Dragontail Systems’ (ASX:DTS) Algo Platform “manages the entire food preparation process from order to delivery” for a growing number of food companies (Pizza Hut) and third party delivery operators (DoorDash) around the world.
On March 31 is announced a sharp increase in deliveries through the platform.
“A total of more than 1.35m deliveries across all markets were processed through the Algo Platform during March 2020, 73 per cent more than March 2019,” the company says.
“The platform’s scalability enables a necessary solution during the current coronavirus global crisis, providing a strong and valid foundation for continued effective operations for Dragontail’s customers’ stores.”
It’s not just food. With a collapse in both cellar door visitors and sales via restaurants and bars, wineries will have to rely heavily on online sales to survive the next 6 or 12 months.
Digital Wine Ventures (ASX:DW8) chief exec Dean Taylor says while it offers a business-to business delivery service – previously its flagship — “at the moment the majority of the orders we process are home deliveries for wineries”.
In terms of delivery logistics, Taylor says it has a partnership with Australia Post — “an essential service that needs to be maintained during this crisis”.
A March 24 update confirmed that WINEDEPOT is on track to process a record number of orders in March from consumers getting their booze home delivered. An updated revenue guidance was not provided.
This volume could increase even more as the entire hospitality industry including pubs, clubs, nightclubs, restaurants, casinos and cinemas close due to the shutdown of non-essential services.
“Through our partnership with Australia Post, WINEDEPOT has plenty of latent capacity available,” Taylor told Stockhead in March.
“Our platform and depot network has been designed specifically to scale. I expect we’ll be making the most of that over the coming 12 months.”
Online purchasing more generally has been steadily growing for many years, Taylor says. The current environment will “take it to an entirely new level”.
“People who have resisted buying online until now realise how easy and convenient it is and they’ll never turn back,” he says.

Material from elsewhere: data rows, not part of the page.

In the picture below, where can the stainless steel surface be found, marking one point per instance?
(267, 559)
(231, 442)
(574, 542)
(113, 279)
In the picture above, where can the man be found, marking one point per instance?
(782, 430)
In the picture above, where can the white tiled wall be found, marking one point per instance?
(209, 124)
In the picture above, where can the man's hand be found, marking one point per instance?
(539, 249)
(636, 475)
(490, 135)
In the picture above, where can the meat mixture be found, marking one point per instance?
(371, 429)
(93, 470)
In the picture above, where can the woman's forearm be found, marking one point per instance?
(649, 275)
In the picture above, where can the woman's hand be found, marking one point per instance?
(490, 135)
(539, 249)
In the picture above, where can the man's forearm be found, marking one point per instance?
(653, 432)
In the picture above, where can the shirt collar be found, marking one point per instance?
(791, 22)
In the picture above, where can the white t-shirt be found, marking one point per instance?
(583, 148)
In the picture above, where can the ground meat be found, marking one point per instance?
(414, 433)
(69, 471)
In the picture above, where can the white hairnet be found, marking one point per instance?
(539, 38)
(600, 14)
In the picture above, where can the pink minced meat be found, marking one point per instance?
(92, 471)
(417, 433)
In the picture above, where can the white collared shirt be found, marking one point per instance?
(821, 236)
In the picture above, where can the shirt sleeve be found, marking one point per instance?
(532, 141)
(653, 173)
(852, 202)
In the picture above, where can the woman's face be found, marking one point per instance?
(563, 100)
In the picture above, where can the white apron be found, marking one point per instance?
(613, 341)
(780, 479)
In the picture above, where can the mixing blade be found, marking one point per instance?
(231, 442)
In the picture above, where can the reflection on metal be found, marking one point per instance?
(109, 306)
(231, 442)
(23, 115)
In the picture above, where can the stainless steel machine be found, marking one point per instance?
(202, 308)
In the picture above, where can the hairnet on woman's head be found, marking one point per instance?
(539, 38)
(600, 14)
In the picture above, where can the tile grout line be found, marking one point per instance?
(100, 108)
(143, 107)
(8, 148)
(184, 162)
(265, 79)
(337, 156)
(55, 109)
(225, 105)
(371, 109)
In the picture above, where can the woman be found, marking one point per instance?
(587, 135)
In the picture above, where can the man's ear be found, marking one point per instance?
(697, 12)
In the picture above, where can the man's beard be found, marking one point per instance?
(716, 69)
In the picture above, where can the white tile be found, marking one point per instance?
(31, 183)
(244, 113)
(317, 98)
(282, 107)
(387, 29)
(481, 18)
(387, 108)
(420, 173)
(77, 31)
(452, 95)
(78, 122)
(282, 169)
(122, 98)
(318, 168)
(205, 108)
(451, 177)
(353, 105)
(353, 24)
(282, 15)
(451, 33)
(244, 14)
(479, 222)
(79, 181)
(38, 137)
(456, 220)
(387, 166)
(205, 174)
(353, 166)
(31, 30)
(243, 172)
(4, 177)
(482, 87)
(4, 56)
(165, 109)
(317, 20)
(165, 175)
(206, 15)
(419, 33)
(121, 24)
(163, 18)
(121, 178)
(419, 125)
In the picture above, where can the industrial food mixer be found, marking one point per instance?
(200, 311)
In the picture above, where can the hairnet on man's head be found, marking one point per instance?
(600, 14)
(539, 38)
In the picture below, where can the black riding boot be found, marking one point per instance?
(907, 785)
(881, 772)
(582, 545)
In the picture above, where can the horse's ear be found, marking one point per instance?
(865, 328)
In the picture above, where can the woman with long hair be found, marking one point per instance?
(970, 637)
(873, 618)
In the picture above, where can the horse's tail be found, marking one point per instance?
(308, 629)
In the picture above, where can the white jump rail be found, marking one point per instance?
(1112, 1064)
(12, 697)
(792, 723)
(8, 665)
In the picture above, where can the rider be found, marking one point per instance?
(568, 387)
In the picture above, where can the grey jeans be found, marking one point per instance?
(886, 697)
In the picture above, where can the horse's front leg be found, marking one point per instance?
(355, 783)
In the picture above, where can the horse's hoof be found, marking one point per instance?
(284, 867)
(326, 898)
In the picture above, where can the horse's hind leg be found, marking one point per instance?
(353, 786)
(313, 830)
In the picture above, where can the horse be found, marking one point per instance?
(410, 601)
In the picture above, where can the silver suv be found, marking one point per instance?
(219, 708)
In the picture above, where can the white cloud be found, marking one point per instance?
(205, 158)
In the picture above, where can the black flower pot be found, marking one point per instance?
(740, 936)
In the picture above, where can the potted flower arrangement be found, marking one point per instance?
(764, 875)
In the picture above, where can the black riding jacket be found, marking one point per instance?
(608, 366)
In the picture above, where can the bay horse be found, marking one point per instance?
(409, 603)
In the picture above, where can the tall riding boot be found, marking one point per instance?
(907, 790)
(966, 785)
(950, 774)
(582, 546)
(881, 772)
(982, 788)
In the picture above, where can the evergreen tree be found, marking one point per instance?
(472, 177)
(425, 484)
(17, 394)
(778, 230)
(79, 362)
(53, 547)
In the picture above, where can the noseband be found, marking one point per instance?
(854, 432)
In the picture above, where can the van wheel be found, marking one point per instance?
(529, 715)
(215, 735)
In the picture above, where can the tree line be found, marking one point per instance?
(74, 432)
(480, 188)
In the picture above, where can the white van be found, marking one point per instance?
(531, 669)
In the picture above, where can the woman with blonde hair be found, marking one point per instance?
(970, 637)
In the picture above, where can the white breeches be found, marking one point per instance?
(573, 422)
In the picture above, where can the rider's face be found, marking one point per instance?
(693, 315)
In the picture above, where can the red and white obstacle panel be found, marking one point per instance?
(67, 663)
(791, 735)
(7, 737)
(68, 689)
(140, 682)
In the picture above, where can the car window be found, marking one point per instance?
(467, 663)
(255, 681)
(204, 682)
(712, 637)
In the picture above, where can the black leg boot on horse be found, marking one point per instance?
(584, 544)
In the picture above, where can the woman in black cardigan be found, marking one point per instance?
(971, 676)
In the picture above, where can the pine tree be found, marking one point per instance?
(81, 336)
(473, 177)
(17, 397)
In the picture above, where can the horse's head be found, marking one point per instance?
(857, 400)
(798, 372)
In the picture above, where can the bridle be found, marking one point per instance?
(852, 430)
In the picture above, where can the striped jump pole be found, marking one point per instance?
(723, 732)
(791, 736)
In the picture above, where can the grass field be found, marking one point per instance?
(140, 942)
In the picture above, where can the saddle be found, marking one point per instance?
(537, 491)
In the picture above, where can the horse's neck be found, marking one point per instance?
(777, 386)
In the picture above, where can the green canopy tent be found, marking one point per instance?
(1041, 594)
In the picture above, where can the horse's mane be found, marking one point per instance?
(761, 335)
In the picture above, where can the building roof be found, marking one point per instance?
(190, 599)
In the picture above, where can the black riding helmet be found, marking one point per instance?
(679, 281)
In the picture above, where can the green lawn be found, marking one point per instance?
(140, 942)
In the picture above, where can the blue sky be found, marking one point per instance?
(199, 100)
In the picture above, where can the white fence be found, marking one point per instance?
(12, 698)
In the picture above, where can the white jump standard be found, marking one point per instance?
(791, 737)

Supply chain expert Rob O’Byrne, owner and chief exec of Logistics Bureau Group, says only the most optimistic scenarios see ‘brick and mortar’ retailers going back to normal operations any time soon.
It’s a moving target “but you have to be very optimistic to say things will be back to normal in anything under 3 to 4 months — it’s probably going to be a lot longer,” he told Stockhead in March.
Does that mean we could see other small cap retailers – across all product lines — turning to home delivery to offset the fall in foot traffic? O’Byrne says yes, but home delivery systems are not something a company can establish overnight.
“The big guys [like Coles, Woolworths] have very well-established home delivery services,” he says.
“Big truck fleets, [warehouses], systems, planning tools. It’s tough for companies that don’t have those in place already.
“The first challenge would be how they take orders. Companies would have to adopt some sort of online order management system very quickly. Then if its food delivery, they need to find people with suitable vehicles to work for you. It would require a rapid and coherent ramp up.”